Dal punto di vista dei fatti, si tratta di un'affermazione in larga misura falsa. Anche se delle imprese chiudono, e soprattutto se una parte più o meno grande dei posti di lavoro sono soppressi, la produzione industriale della Francia, come anche quella degli Stati Uniti, è in crescita. In Francia, l'industria ha perduto più di un milione e mezzo di posti di lavoro tra il 1978 ed il 2002 ed ha registrato una diminuzione del 30% del suo organico. Ciononostante una parte di questi posti di lavoro non è scomparsa : i lavoratori interinali così come un certo numero di funzioni esternalizzate sono stati tolti dal calcolo della produzione industriale per essere contabilizzati come servizi. Ma la produzione industriale ha continuato ad aumentare in volume, del 2,5% circa in media annua. La parte dell'industria nel prodotto interno lordo non è praticamente diminuita tra il 1978 ed il 2002 (rispettivamente il 20,1% ed il 19,5%).

Ciò rappresenta un aumento della produttività nei settori considerati. Questo aumento è dovuto in parte ad un accrescimento dello sfruttamento dei lavoratori: allungamento della durata ed intensificazione del lavoro, ecc. E da questo punto di vista dev'essere combattuto. E' dovuta anche ai progressi tecnologici. Da quest'altro punto di vista, l'atteggiamento dei comunisti deve essere di non opporcisi. Come più in generale è di non opporsi al progresso scientifico e tecnico suscettibile di facilitare il lavoro umano, anche se questo progresso si traduce in una disparizione di intere professioni. I comunisti non devono reclamare la riapertura delle mine di carbone, per esempio, "per creare posti di lavoro".

Al contrario, devono mostrare come, nell'economia capitalista, un aumento della produttività del lavoro umano, invece di giovare all'insieme della collettività, si traduce in una crescita della disoccupazione, redditi che stagnano, o addirittura diminuiscono, per i lavoratori, e al contrario in un aumento del profitto per i padroni.
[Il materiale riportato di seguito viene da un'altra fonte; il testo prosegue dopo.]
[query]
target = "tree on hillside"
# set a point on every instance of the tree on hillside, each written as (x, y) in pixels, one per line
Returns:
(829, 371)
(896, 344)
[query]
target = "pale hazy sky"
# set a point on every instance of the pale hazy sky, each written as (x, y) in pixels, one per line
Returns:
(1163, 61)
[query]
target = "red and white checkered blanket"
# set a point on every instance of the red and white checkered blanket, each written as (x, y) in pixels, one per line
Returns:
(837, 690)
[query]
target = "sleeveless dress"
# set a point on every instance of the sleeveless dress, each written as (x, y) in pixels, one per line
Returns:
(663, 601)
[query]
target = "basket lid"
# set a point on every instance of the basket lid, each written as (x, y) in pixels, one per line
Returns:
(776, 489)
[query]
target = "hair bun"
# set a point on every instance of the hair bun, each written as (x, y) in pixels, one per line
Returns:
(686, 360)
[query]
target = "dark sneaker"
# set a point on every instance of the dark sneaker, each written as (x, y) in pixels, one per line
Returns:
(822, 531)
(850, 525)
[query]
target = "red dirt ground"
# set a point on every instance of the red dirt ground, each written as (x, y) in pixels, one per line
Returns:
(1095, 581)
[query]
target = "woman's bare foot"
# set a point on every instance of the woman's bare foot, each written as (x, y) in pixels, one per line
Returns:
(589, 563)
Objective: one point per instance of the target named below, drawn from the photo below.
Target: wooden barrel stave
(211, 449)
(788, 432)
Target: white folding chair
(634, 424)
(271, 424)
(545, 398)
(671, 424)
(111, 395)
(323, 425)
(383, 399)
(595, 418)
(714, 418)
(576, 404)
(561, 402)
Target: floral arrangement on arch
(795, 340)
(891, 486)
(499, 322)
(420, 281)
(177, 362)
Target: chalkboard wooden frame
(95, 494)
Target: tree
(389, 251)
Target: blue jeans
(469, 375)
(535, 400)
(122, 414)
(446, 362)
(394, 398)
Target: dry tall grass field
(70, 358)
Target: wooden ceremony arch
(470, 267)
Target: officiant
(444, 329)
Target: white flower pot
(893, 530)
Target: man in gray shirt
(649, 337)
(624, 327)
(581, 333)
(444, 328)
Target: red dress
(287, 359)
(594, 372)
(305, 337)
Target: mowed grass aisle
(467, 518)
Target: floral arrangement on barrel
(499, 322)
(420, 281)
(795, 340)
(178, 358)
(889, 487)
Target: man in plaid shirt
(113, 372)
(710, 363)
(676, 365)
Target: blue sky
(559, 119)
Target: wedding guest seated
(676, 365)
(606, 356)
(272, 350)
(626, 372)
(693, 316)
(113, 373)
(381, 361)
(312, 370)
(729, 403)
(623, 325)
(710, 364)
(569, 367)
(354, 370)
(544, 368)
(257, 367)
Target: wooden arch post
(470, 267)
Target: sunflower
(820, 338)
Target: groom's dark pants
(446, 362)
Non è il progresso tecnologico che bisogna rimettere in discussione bensì l'uso che ne viene fatto nell'economia basata sul profitto privato.

L'avvenire comunista verrà sicuramente la scomparsa di una gran parte dei lavori faticosi e sporchi, grazie all'automatizzazione di alcune attività e, di conseguenza, una diminuzione della quantità di lavoro necessario, a vantaggio di attività umane scelte liberamente.

E' necessario che, partecipando alla lotta concreta condotta dai lavoratori, spesso con le spalle al muro, non cessiamo di intervenire su tali questioni, e non come sindacalisti, ma come militanti comunisti. Per una moltitudine di problemi prodotti dall'economia capitalista non c'è soluzione nell'ambito di questa organizzazione sociale. Non è compito nostro cercare pseudo-soluzioni piacevoli. I riformisti lo fanno già, con la scarsa efficacia che conosciamo.